ICJ set to rule on Iran's $2bn assets frozen by U.S.
On Wednesday, the International Court of Justice (ICJ) is set to decide reach a verdict on a bid by Iran to recover $2bn assets frozen by the U.S., Al Jazeera reported.
The ICJ is the top court of the United Nations and was set up after World War II to resolve disputes between member states. Its rulings are binding and cannot be appealed, but it has no means of enforcing them.
Relations between Tehran and Washington have been strained since U.S. President Donald Trump's decision to pull out of an international nuclear deal with Iran and reimpose sanctions.
Iran first lodged the case on the frozen funds in June 2016, accusing Washington of breaking the decades-old bilateral Amity treaty dating from the time of the U.S.-backed shah.
Tehran said the U.S. had illegally seized Iranian financial assets and those of Iranian companies.
In 2018, Iran won a legal victory when the ICJ ruled that the U.S. must lift sanctions against Tehran targeting humanitarian goods such as food and medicine.

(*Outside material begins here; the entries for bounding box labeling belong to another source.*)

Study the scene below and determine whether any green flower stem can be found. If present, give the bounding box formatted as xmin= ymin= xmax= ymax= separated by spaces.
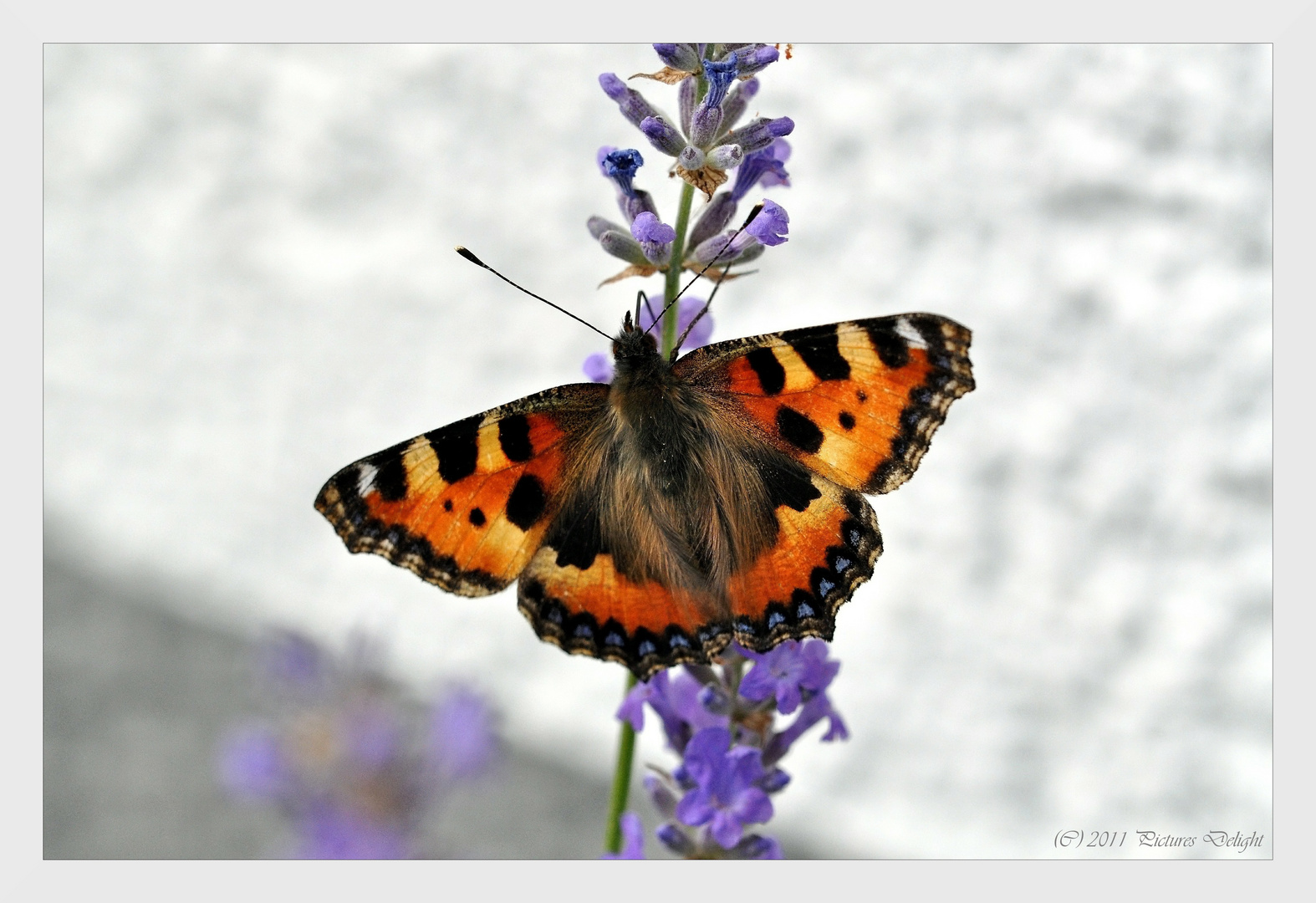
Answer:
xmin=603 ymin=176 xmax=695 ymax=853
xmin=603 ymin=672 xmax=635 ymax=853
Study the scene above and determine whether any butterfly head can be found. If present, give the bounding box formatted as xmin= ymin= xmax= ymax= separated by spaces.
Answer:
xmin=612 ymin=311 xmax=663 ymax=376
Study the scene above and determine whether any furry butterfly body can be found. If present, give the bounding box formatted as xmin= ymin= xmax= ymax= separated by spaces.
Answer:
xmin=316 ymin=314 xmax=974 ymax=678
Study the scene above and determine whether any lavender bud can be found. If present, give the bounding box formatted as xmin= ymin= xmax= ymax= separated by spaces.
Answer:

U.S. Secretary of State Mike Pompeo said Washington was terminating the 1955 friendship treaty with Iran.
Trump's National Security Adviser John Bolton also announced that the U.S. was pulling out of the 1961 Optional Protocol and Dispute Resolution of the Vienna Convention.
The protocol establishes the ICJ as the "compulsory jurisdiction" for disputes unless nations decide to settle them elsewhere.
The U.S. withdrawal from the 1961 protocol also comes after the Palestinians went to the ICJ to challenge the U.S. move of its embassy in Israel to Jerusalem.